Who Owns Your Drinking Water?
|October 1, 2005||Posted by Staff under Progress Report, The Progress Report|
Who Owns Your Drinking Water?
K’iché Successfully Protest Water, Public Service Privatization Laws
Natural resource values should benefit all persons, not just a tiny handful.
Here is an interesting report from Cultural Survival’s Weekly Indigenous News.
Protesters mobilize against privatization of natural resources
by Rachel Ballester
More than 15,000 protestors assembled along the Inter-American Highway in Totonicapán on September 6, demanding that the controversial Water and Concessions laws be permanently retired from parliamentary discussion.
Following the massive protests by members of the indigenous group Kiché, the Guatemalan Congress decided to suspend discussion of the laws.
“The majority of natural resources are in indigenous territories. We are asking that the government consult indigenous leaders about laws that affect our territory,” Juan Gabriel Ixcampanj Nolasco, Executive Director of the Pluricultural Center for Democracy, a non-governmental organization that works for the revitalization of Mayan culture and advocates for indigenous rights, said in a phone interview.
The Water Law accounts for the privatization of all potable water sources in Guatemala, which were previously unregulated, and the Concessions Law allows the privatization of public services, with the exception of education and health services.
National officials have touted the benefits of the Water Law, claiming that it will ensure access to water for all Guatemalans and that all companies involved in the privatization will be forced to pay high taxes.
The Guatemalan Environmental and Natural Resources Commission began designing both laws in preparation for the Fair Trade Agreement of the Americas Act (FTAA), which is still being negotiated by the United States and most Latin American countries, including Guatemala.
In early August, indigenous residents of Totonicapán and seven other municipalities submitted two proclamations to the Guatemalan Congress calling for the total rejection of both laws.
In the document concerning the Water Law, they describe that the law would restrict their right to use, enjoyment, and conservation of their means of self-sustenance; conflict with their traditional forms of organization and violate their patrimonial rights; violate their autonomy and right to self-determination; be inhumane; and, citing Ordinance 169 of the International Labor Organization, interfere with their right to natural resources existing on their lands.
Ixcampanj compared the Water Law to the Mining Law of 1997, which allowed for the exploitation of natural resources in indigenous territory. He stressed the importance of the government not committing the same errors again.
The Kiché held a protest in early September to demand a response to their proposals. Because they received no answer from the government, they staged a massive protest on September 6, blocking access to the Governmental Department of Totonicapán and to the Inter-American Highway.
According to Prensa Libre, an independent Guatemalan newspaper, the protest was organized by the mayors from surrounding communities. The newspaper also reported that community radios were broadcasting information about the development of the protest, in the Kiché language.

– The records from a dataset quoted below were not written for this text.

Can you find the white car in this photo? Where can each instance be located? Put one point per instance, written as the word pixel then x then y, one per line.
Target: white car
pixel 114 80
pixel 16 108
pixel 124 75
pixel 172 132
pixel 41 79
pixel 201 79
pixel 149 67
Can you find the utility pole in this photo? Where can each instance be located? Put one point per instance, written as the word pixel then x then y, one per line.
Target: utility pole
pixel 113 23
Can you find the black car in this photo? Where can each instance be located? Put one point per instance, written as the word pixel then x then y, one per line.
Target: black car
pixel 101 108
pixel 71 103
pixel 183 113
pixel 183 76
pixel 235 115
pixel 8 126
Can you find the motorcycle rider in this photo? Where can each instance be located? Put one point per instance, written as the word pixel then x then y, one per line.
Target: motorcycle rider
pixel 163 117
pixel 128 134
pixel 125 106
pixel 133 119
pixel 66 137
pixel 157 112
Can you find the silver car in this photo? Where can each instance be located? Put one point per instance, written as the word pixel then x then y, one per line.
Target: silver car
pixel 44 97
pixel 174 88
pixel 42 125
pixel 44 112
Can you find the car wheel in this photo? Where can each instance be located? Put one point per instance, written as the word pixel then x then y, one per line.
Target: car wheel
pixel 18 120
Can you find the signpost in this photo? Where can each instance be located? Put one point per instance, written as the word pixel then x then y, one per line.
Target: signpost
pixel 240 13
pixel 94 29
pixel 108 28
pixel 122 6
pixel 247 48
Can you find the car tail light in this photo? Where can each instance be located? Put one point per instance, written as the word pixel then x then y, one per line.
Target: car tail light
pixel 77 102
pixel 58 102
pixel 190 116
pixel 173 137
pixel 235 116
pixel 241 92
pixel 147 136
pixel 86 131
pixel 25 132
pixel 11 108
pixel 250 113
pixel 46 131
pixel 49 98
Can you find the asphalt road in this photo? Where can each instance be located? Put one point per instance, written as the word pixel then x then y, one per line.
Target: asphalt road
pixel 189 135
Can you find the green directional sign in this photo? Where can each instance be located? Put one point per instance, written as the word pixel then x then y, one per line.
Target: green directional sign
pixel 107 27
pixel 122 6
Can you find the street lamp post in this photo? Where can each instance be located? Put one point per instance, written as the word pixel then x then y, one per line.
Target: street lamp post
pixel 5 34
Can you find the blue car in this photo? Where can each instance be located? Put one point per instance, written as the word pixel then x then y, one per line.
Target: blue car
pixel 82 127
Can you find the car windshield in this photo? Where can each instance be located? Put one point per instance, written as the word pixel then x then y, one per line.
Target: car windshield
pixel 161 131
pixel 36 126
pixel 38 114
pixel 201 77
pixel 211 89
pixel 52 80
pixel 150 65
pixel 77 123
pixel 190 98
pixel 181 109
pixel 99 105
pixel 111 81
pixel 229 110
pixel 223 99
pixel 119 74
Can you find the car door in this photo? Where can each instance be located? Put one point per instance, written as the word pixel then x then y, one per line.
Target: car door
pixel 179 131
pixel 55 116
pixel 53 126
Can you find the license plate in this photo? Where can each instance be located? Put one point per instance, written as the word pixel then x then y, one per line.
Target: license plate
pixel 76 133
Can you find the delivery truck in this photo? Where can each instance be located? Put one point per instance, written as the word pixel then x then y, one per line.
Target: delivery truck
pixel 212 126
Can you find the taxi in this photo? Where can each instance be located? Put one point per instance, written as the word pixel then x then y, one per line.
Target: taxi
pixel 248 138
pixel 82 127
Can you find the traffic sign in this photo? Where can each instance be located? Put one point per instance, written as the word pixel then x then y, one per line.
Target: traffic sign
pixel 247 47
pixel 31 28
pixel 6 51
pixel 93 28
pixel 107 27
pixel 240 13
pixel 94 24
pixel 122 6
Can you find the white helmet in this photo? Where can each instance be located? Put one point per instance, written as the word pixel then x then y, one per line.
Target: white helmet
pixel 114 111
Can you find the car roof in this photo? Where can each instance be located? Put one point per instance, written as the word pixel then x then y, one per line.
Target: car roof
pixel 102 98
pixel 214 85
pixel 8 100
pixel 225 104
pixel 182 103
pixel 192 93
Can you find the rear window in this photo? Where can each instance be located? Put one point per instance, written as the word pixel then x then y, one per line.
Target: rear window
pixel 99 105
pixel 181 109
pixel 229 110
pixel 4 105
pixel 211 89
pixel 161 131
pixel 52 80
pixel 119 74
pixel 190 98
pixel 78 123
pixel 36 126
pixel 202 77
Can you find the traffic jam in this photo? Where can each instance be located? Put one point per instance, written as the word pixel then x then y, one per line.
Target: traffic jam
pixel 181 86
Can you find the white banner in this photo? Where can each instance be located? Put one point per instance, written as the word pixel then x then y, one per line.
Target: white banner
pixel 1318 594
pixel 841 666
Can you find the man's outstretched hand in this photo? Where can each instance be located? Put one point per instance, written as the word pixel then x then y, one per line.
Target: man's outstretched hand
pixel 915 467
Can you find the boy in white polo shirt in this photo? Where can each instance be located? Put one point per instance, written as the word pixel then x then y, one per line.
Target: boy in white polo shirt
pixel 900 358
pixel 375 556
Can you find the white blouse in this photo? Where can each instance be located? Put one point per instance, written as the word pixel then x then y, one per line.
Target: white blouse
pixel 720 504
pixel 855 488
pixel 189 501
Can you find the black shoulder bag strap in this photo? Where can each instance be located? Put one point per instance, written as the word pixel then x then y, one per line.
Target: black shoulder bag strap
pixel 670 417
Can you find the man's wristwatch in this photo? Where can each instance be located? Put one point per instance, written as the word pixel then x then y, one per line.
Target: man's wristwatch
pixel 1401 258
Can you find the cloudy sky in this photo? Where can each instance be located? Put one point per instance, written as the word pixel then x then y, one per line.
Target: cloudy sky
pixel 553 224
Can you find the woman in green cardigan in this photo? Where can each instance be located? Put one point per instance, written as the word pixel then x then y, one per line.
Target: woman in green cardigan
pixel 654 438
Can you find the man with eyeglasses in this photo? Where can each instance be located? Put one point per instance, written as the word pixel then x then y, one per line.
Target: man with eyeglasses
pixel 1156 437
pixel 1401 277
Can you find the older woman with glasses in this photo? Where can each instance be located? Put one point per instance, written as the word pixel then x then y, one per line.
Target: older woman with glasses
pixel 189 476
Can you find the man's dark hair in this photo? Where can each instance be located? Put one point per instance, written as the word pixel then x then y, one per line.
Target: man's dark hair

The protest continued late into the day until the governor, Juan Armando Chun Chanchavec, agreed to communicate with Congress.
Following the protest, the President of the Commission, Lucrecia Marroquín, decided to suspend further discussion of the laws. According to La Hora, she signaled that the Commission would need to seek consensus on the agreement before passing it, stating, “It will be [everybody] who decides whether the law passes or not … precisely because we have seen the serious problem of Totonicapán, we have decided to suspend the proceedings.”